Reproducing bugs used in the evaluation section of our ASE 2024 paper "Interrogation Testing of Program Analyzers for Soundness and Precision Issues"

Follow these step to reproduce results for Table 4 and Table 5:

To refind a specific bug, first you need to build Sherlock with a specific version of the tested analyzers as the analyzers are dockerized inside Sherlock. Use the Dockerfile's options CBMC_VERSION, CLAM_VERSION, ESBMC_VERSION, KLEE_VERSION and MOPSA_VERSION. In order to reproduce the results for a specific bug, provide the commit ID of a buggy version of the analyzer which you can find in the table above. E.g. in order to reproduce the results for bug1, execute

docker build --build-arg="CBMC_VERSION=95b7ac50d79384f108c1bd33bd6710b189b80e27" -t sherlock:buggy_cbmc .
docker run -it sherlock:buggy_cbmc
root@<buggy_container_id>:/home/sherlock# ./sherlock.sh -s <seed> -t cbmc -o "<analyzer_options>" testfiles/testcomp22/nla-digbench-scaling/hard-u_valuebound100.c

Here you need to replace <seed> with an integer seed and <analyzer_options> with the analyzer options that were used to find the bug, here --unwind 1 --round-to-minus-inf --reachability-slice-fb --drop-unused-functions --max-field-sensitivity-array-size 1 --partial-loops --string-printable --arrays-uf-always. You can find this information in the bug ID folders in sherlock/reproduce/ .

To find the full list of parameters of the sherlock command of a specific bug, please follow the instructions within each bug ID folder in the folder sherlock/reproduce/

If you want to reproduce the results for the baselines, build the Dockerfile in the directories sherlock-MT or sherlock-MT+VR, otherwise build the Dockerfile in sherlock. To provide a specific time-to-live value, invoke Sherlock with option -l <ttl>.

In order to confirm that the respective bug and not another bug was found, install the fixed version of the analyzer or let the Dockerfile build Sherlock with the fixed analyzer inside by providing the commit ID of a fixed version of the analyzer.
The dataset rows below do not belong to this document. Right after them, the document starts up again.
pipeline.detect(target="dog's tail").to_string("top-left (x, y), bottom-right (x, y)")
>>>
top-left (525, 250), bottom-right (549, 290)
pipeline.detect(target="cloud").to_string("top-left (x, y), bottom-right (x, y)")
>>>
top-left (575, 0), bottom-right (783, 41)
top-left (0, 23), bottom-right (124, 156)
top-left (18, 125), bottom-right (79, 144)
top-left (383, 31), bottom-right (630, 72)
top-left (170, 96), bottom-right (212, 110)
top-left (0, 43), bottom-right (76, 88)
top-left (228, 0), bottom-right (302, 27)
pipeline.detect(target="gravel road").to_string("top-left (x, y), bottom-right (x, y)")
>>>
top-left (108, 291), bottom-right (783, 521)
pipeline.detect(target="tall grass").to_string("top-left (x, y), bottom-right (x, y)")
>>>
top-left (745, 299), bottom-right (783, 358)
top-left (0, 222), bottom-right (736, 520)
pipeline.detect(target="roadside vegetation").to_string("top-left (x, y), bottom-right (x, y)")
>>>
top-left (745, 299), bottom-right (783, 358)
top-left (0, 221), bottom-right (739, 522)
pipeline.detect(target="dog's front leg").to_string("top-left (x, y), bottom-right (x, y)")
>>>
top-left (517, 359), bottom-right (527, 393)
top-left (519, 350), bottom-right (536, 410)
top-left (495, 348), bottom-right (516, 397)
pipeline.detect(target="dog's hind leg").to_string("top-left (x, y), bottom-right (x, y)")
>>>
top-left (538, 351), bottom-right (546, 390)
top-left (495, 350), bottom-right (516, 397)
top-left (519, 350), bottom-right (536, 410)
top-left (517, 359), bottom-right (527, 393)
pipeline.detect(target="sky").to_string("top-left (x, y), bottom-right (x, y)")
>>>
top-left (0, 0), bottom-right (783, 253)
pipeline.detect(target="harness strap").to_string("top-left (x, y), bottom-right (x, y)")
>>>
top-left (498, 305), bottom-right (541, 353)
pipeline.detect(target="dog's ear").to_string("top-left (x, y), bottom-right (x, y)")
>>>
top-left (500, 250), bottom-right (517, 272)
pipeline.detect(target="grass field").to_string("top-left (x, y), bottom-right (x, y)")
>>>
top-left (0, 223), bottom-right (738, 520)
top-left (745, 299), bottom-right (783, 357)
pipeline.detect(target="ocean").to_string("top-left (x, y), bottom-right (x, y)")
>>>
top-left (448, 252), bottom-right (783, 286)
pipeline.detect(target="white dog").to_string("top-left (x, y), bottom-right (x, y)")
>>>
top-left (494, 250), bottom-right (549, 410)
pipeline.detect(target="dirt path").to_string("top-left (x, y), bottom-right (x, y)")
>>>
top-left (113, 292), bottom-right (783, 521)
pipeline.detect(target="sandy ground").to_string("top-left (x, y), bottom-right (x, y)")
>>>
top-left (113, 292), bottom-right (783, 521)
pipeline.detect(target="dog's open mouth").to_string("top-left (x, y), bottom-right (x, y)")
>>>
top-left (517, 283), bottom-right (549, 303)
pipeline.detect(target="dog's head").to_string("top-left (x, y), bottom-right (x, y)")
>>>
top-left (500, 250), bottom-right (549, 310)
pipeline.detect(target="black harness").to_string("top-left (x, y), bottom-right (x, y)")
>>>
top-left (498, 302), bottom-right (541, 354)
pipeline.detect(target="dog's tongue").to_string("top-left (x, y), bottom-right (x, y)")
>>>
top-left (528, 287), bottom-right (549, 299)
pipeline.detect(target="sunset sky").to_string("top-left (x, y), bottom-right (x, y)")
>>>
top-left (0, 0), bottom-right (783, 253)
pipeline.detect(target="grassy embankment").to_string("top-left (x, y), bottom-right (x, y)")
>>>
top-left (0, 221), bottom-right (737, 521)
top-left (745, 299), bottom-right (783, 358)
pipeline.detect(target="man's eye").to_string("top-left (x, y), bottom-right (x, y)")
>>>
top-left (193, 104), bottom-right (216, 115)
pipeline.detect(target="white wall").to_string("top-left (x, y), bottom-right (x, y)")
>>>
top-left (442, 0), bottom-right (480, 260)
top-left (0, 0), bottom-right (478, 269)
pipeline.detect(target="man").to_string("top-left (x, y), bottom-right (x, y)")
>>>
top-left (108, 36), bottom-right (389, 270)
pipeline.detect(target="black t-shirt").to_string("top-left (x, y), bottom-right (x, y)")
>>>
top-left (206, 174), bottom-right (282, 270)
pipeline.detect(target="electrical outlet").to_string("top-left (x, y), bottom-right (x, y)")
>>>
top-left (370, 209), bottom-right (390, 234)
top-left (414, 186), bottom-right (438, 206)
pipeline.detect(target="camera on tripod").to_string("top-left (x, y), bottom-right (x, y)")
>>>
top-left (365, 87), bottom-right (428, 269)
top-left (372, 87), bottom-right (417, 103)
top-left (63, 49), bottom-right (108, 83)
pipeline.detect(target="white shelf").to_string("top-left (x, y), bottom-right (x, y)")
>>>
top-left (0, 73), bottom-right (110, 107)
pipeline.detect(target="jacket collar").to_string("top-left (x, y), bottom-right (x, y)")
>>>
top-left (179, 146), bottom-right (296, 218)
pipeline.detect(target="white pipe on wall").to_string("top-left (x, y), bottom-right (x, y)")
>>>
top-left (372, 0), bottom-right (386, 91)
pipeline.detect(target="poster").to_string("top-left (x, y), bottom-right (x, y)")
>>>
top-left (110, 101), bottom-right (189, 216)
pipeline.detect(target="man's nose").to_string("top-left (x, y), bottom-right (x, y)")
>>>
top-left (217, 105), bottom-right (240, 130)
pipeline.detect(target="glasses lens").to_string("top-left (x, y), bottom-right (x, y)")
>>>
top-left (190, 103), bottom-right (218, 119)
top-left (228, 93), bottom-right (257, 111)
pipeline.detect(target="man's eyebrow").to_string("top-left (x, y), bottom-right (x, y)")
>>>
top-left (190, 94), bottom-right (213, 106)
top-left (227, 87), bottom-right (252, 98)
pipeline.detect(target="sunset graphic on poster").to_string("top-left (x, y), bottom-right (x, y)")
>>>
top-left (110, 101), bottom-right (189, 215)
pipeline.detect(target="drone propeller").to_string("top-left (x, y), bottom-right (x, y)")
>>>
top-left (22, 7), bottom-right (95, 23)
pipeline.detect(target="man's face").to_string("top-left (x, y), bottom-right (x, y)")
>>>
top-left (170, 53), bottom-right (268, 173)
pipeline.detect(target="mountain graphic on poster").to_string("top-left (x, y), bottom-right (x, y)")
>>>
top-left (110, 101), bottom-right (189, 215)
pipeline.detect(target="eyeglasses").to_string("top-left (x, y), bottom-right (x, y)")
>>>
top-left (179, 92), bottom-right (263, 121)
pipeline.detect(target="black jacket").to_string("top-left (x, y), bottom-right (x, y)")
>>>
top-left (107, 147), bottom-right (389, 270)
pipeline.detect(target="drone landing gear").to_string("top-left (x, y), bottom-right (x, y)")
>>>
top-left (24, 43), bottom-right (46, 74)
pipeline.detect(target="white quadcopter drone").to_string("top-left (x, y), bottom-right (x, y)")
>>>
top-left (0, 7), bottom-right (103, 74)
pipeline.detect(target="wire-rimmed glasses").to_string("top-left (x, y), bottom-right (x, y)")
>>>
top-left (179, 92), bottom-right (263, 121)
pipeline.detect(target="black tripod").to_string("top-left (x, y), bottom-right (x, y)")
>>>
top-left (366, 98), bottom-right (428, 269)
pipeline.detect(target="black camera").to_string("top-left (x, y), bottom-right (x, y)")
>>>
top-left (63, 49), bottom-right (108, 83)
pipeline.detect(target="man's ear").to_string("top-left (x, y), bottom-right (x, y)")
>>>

E.g. in order to confirm that the first bug found by Sherlock when trying to reproduce bug1, is indeed fixed by the commit fixing bug1, execute

docker cp <buggy_conatiner_id>:/home/sherlock/bug_files .
docker build --build-arg="CBMC_VERSION=439bb2c0ccee3dc0e7fb89a6ecceb9e413cbff6b" -t sherlock:fixed_cbmc .
fixed_container_id=$(docker run -dt sherlock:fixed_cbmc)
docker cp bug_files $fixed_container_id:/home/sherlock
docker exec $fixed_container_id ./tools/metamorphic_checker.sh -o "<analyzer_options>" <analyzer> bug_files/1
echo $?

Here <buggy_conatiner_id> refers to the ID of the container created by the docker run command above, <analyzer> is the name of the buggy analyzer (in this case cbmc) and <analyzer_options> are the options that the fuzzer generated for the analyzer, which you can find in the Sherlock command in the bug ID folders. The directory bug_files contains the information necessary to confirm the bug: Initial and transformed file. The script tools/metamorphic_checker.sh verifies that the bug violates the oracle and exits with exit code 0 only if the oracle is violated. Therefore, we expect that if the fixed version of the tool is installed, a different exit code than 0 is printed.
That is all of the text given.